Matthew 26:36-37 Then Jesus came with them to a place called Gethsemane, and said to the disciples, "Sit here while I go and pray over there." . . . and He began to be sorrowful and deeply distressed.

A TALE OF TWO GARDENS

All the weight of suffering, shame and death which Jesus was to bear had its beginning in the Garden of Eden with the rebellion of Adam and Eve. There the first seeds of sin were sown, promising wonderful fruit but producing nothing but pain and sorrow and death. And down through the centuries the dank growth of sin spread and increased -- rank, fetid, dense -- leaving no one and nothing untouched, choking off all future for the human race.

Now Christ must deal with it all, taking up not just the guilt of Adam's disobedience but all the accumulated guilt of countless idolatries and adulteries, thieveries and blasphemies, covetings and cursings, lies and abuse, envies and jealousies, cruelties and tortures and murders. And the just judgment which justice pronounced on all this foulness was as hard, cold, implacable and unrelenting as that rock upon which Jesus is often pictured leaning as He prays in Gethsemane.

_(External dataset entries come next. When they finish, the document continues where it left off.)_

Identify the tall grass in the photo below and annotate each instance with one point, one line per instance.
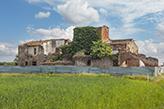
(76, 92)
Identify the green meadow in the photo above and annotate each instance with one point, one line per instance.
(79, 91)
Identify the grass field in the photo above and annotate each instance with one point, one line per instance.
(78, 92)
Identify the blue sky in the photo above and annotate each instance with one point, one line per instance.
(25, 20)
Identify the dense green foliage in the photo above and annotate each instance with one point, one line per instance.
(16, 60)
(79, 92)
(7, 64)
(83, 37)
(100, 49)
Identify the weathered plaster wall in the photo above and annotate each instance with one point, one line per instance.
(50, 46)
(134, 60)
(30, 50)
(124, 45)
(105, 62)
(44, 52)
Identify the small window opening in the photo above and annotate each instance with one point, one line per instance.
(26, 63)
(126, 62)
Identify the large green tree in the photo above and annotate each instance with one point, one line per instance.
(100, 49)
(82, 40)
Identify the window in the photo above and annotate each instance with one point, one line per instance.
(126, 62)
(88, 62)
(34, 51)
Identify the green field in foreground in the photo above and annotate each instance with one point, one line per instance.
(79, 92)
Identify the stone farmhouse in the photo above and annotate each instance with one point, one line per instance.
(38, 52)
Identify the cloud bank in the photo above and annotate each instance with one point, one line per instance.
(42, 15)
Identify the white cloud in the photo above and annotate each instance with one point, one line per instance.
(54, 33)
(149, 48)
(160, 29)
(8, 44)
(77, 12)
(103, 10)
(42, 15)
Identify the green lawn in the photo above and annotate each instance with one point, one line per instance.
(79, 92)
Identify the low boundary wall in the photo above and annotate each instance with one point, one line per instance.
(152, 71)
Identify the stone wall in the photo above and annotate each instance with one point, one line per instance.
(132, 59)
(105, 62)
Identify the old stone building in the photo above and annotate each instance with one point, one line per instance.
(37, 52)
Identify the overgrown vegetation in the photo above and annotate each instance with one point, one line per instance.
(83, 37)
(16, 60)
(7, 64)
(56, 57)
(83, 91)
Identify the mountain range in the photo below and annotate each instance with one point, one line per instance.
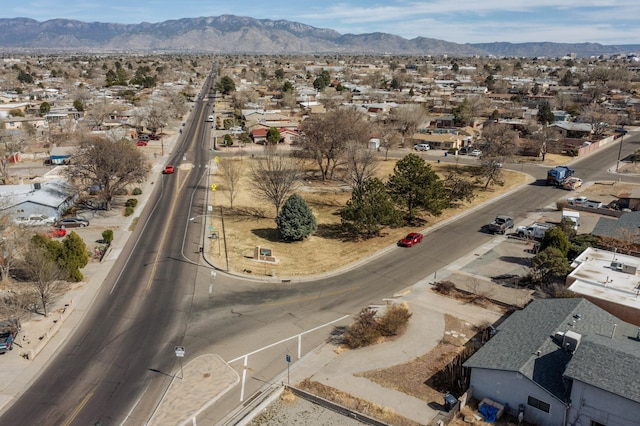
(244, 35)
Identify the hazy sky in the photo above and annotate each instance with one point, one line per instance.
(461, 21)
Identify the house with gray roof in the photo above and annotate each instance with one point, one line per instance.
(562, 361)
(49, 198)
(620, 229)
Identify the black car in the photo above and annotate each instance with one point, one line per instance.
(72, 222)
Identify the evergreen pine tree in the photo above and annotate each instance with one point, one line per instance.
(296, 220)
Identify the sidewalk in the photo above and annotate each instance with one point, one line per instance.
(41, 337)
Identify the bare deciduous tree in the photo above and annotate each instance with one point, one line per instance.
(98, 113)
(274, 177)
(549, 139)
(232, 173)
(11, 247)
(110, 165)
(598, 116)
(326, 138)
(9, 145)
(360, 164)
(45, 276)
(501, 144)
(407, 118)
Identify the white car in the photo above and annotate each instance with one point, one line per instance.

Now the world's sin-guilt had been taken up by Jesus during His whole ministry but here in Gethsemane the final hours of bearing its entire crushing weight arrived all at once. All that is horrible, unspeakable, hellish, damnable in our guilt rose up to meet Him in this Garden. All this the Tempter then used to try to turn Christ aside from His mission and goal. It was Satan's last great attempt to sabotage the work of atonement. He used one of His most tried and true weapons: fear -- fear of temporal, eternal and spiritual death. It didn't work!

Thousand, thousand, thanks shall be, Dearest Jesus unto Thee.